There may be ways to protect the gut microbiome from the harmful effects of dietary emulsifiers. When researchers fed mice mucus-strengthening bacteria, Akkermansia muciniphila, It prevented the damage caused by consuming CMC and polysorbate 80. However, Gewirtz cautioned that this does not mean we should all rush to get supplies AKkermansia pills, as such supplements “just aren’t really well tested.”
The safest way to keep your gut healthy is to eat homemade foods and avoid emulsifiers entirely. However, Bancil said this can be difficult for some people, especially those with busy lifestyles. So looking at the labels might be a better approach. “Very often there is an alternative,” said Chassaing. “Ice cream accommodates many dietary emulsifiers, but there are some brands that make ice cream without emulsifiers,” he said.
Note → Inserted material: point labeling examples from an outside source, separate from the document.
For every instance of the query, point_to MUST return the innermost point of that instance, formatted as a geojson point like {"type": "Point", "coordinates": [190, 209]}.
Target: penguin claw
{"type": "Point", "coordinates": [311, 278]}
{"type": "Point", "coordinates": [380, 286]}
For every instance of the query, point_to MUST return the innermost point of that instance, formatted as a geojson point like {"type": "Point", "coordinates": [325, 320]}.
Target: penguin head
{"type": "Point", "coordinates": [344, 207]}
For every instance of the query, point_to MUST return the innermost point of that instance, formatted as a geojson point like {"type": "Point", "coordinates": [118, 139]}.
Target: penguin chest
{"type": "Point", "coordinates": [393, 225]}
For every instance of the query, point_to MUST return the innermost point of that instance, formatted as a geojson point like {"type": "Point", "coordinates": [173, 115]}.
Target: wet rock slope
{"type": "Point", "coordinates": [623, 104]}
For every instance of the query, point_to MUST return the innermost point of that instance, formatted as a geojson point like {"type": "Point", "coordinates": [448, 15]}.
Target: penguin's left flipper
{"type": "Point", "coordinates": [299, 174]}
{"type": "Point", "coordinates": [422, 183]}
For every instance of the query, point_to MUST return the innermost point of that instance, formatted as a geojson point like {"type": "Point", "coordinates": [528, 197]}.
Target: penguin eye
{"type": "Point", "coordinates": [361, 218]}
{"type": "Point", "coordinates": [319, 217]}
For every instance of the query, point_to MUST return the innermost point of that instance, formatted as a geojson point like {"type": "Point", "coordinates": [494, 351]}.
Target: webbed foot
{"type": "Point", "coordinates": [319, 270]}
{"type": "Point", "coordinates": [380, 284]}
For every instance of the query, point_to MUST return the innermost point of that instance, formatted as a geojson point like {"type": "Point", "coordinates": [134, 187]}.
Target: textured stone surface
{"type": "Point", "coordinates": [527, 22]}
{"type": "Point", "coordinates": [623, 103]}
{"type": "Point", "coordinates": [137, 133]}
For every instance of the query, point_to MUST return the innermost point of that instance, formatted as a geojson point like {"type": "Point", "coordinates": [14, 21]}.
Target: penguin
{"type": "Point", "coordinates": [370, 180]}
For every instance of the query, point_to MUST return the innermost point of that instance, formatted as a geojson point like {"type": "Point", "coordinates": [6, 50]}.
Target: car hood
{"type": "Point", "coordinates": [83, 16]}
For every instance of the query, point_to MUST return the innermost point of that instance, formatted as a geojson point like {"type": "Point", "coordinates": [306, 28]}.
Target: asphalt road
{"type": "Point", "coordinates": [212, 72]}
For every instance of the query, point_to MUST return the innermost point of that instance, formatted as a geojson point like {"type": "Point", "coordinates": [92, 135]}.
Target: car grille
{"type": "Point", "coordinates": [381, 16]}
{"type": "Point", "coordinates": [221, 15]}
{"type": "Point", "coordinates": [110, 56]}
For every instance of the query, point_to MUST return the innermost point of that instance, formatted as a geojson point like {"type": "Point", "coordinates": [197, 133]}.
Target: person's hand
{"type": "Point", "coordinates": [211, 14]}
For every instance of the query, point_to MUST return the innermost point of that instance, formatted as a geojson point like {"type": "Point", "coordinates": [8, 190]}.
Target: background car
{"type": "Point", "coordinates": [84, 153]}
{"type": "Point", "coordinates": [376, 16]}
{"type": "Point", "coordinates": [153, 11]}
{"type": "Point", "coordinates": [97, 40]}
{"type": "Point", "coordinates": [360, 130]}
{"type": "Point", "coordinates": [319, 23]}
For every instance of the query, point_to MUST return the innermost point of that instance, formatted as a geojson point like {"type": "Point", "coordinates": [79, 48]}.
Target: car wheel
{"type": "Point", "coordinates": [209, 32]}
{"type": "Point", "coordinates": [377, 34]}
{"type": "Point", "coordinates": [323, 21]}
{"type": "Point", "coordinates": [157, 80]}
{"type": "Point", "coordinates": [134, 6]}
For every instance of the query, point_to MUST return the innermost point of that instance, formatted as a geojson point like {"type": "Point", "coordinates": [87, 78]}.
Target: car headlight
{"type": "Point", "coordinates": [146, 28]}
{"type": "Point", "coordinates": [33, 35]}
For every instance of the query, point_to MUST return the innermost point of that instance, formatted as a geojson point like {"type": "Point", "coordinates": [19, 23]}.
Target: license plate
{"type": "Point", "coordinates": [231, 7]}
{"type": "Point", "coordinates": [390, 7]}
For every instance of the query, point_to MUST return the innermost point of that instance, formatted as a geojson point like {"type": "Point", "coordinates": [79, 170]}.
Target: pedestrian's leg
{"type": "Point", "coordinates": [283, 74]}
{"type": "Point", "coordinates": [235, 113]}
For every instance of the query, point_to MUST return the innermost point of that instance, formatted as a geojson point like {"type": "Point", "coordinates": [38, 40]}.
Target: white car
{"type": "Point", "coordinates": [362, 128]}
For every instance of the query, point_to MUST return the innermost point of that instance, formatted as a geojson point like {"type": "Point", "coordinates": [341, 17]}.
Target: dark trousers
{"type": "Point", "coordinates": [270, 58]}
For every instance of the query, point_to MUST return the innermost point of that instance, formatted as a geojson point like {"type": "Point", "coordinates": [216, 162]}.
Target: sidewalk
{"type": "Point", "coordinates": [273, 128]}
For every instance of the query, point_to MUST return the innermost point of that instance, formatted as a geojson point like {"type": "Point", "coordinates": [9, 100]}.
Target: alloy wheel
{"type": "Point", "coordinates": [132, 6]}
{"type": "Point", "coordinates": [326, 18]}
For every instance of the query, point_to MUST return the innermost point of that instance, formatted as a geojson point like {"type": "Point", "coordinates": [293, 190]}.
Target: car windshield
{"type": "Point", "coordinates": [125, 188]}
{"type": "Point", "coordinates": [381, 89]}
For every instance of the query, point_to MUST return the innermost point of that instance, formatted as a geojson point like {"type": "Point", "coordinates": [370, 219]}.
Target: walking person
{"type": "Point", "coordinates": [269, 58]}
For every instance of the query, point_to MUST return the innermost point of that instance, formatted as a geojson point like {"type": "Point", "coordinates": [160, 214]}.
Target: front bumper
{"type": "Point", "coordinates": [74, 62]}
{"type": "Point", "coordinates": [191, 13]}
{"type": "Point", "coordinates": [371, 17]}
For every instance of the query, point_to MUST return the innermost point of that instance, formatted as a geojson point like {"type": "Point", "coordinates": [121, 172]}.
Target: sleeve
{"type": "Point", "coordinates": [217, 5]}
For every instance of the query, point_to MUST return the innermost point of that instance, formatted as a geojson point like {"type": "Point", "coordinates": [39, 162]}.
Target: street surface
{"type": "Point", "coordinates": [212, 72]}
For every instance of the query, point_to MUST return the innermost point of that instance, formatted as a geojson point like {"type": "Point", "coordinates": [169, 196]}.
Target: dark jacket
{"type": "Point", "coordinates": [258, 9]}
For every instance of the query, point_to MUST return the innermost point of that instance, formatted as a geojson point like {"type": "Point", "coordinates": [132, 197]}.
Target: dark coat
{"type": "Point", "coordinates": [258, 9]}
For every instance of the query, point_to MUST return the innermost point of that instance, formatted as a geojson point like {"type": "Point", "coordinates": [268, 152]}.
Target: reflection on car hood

Counter-intuitively, cheaper foods sometimes contain fewer emulsifiers than more expensive options. “There could be a branded ketchup, and it could be a supermarket’s own brand. The branded product, which may be more expensive, may contain emulsifiers, but the store brand may not contain emulsifiers,” Bancil said.
The same goes for foods marketed as healthy, he said Megan Rossi, PhD, Nutritionist at King's College London. “Let’s just be careful and not automatically assume they’re better for us,” she said.
But studying labels is not without its challenges. That's because “emulsifiers could also be called various things,” Bancil said. So carboxymethylcellulose could appear on a label as CMC, cellulose gum, modified cellulose or in Europe as E466. Carrageenan could be called Irish mossEucheuma extract or E407.
According to Gewirtz, given the results of animal and in vitro studies, as well as the first human trials, the food industry should be encouraged to look for safer alternatives, particularly to synthetic emulsifiers. Chassaing hopes that “in the long run we are going to give you the option to pick and favor additives which might be significantly better tolerated by the microbiota.” However, he said, “This shouldn't be the case yet.”